December 04, 2019

An Empirical Comparison of Optimizers for Machine Learning Models

At every point in time during training, a neural network has a certain loss, or error, calculated using a cost function (also referred to as a loss function). This function indicates how ‘wrong’ the network (parameters) is based on the training or validation data. Optimally, the loss would be as low as possible. Unfortunately, cost functions are nonconvex — they don’t just have one minimum, but many, many local minima.

graph of local vs global minimum

To minimize a neural network’s loss, an algorithm called backpropagation is used. Backpropagation calculates the derivative of the cost function with respect to the parameters in the neural network. In other words, it finds the “direction” in which to update the parameters so that the model will perform better.
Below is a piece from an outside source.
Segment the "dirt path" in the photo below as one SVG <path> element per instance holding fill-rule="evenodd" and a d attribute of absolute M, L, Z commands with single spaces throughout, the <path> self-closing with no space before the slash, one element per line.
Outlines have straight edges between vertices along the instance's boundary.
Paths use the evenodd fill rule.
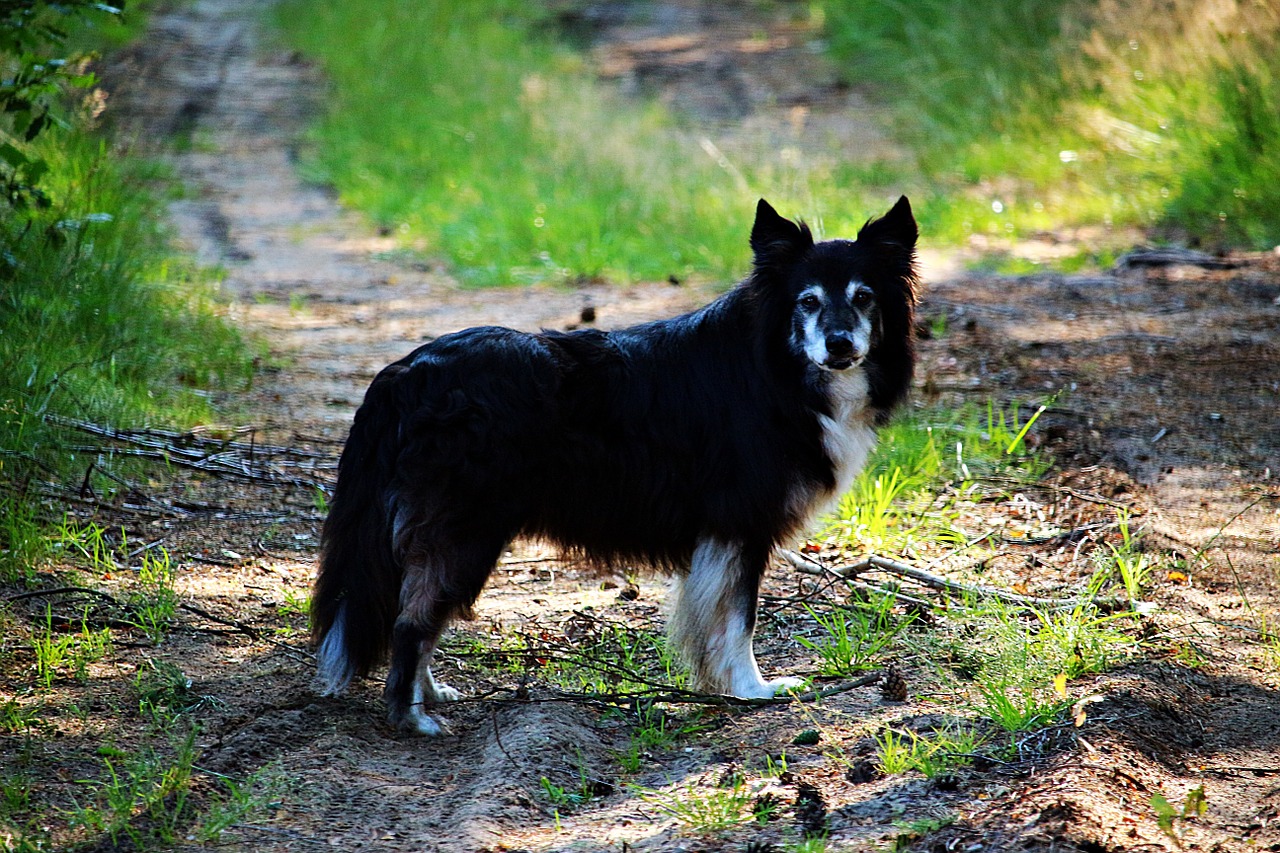
<path fill-rule="evenodd" d="M 581 323 L 588 305 L 599 325 L 615 326 L 706 297 L 666 284 L 466 292 L 436 266 L 406 259 L 393 239 L 298 177 L 299 134 L 322 81 L 263 43 L 259 5 L 195 0 L 163 12 L 117 76 L 141 84 L 141 96 L 118 95 L 121 114 L 147 136 L 183 142 L 173 161 L 190 192 L 171 213 L 191 251 L 226 268 L 236 312 L 270 344 L 277 366 L 251 406 L 277 441 L 340 440 L 373 373 L 431 336 L 480 323 L 565 328 Z M 797 73 L 815 61 L 808 34 L 759 4 L 586 8 L 593 11 L 581 24 L 603 73 L 709 126 L 743 129 L 718 137 L 726 150 L 783 138 L 819 146 L 830 134 L 867 150 L 886 145 L 860 118 L 868 108 L 855 92 L 829 75 Z M 1109 498 L 1147 510 L 1171 548 L 1207 554 L 1194 585 L 1163 592 L 1166 608 L 1193 617 L 1175 621 L 1194 626 L 1187 642 L 1205 656 L 1197 667 L 1154 661 L 1100 677 L 1085 689 L 1107 697 L 1096 716 L 1110 722 L 1087 731 L 1088 745 L 1072 742 L 1029 770 L 975 772 L 952 787 L 858 780 L 825 746 L 791 744 L 811 725 L 856 728 L 848 721 L 889 713 L 925 726 L 919 720 L 937 709 L 926 700 L 886 712 L 867 691 L 821 713 L 718 716 L 714 736 L 648 757 L 630 783 L 714 789 L 712 780 L 753 756 L 786 750 L 792 778 L 774 795 L 799 811 L 801 782 L 817 791 L 829 809 L 828 849 L 840 850 L 893 843 L 902 834 L 894 821 L 944 811 L 952 822 L 918 833 L 919 849 L 1171 849 L 1151 816 L 1152 793 L 1173 801 L 1204 784 L 1211 809 L 1187 830 L 1192 847 L 1243 849 L 1248 838 L 1280 849 L 1266 847 L 1280 844 L 1276 668 L 1259 664 L 1233 627 L 1250 616 L 1240 591 L 1259 612 L 1277 612 L 1278 280 L 1276 262 L 1262 259 L 1212 272 L 1183 263 L 1093 278 L 935 278 L 926 305 L 947 333 L 925 344 L 921 399 L 1027 400 L 1071 388 L 1042 431 L 1067 469 L 1064 488 L 1105 485 Z M 200 532 L 193 553 L 223 557 L 185 563 L 184 595 L 250 624 L 279 625 L 282 602 L 304 595 L 314 570 L 319 515 L 293 506 L 269 532 L 221 523 Z M 282 554 L 279 543 L 289 541 Z M 513 558 L 499 575 L 482 599 L 482 624 L 535 625 L 572 639 L 598 631 L 592 620 L 660 622 L 653 582 L 623 601 L 616 584 L 554 563 Z M 774 592 L 792 583 L 781 579 L 786 589 Z M 718 836 L 683 832 L 651 800 L 613 787 L 615 753 L 627 746 L 617 716 L 563 702 L 480 701 L 451 711 L 454 736 L 416 741 L 382 724 L 376 684 L 318 699 L 305 656 L 288 649 L 198 635 L 169 649 L 218 699 L 203 720 L 201 766 L 232 776 L 266 768 L 283 780 L 280 808 L 224 836 L 235 849 L 726 849 Z M 468 660 L 448 664 L 464 686 L 501 686 Z M 849 748 L 865 747 L 865 735 L 849 735 Z M 571 787 L 583 768 L 602 780 L 599 799 L 558 813 L 543 780 Z"/>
This “direction” is called a neural network’s gradient.

Before updating the model with the gradient, the gradient is multiplied by a learning rate. This yields the actual update on the neural network.. When the learning rate is too high, we might step over the minimum, meaning the model is not as good as it could have been.

But on the other hand, when the learning rate is too low, the optimization process is extremely slow. Another risk of a low learning rate is the fact that the state might end up in a bad local minimum. The model is at a suboptimal state as this point, but it could be much better.

This is where optimizers come in. Most optimizers calculate the learning rate automatically. Optimizers also apply the gradient to the neural network — they make the network learn. A good optimizer trains models fast, but it also prevents them from getting stuck in a local minimum.

Optimizers are the engine of machine learning — they make the computer learn.

Over the years, many optimizers have been introduced. In this post, I wanted to explore how they perform, comparatively.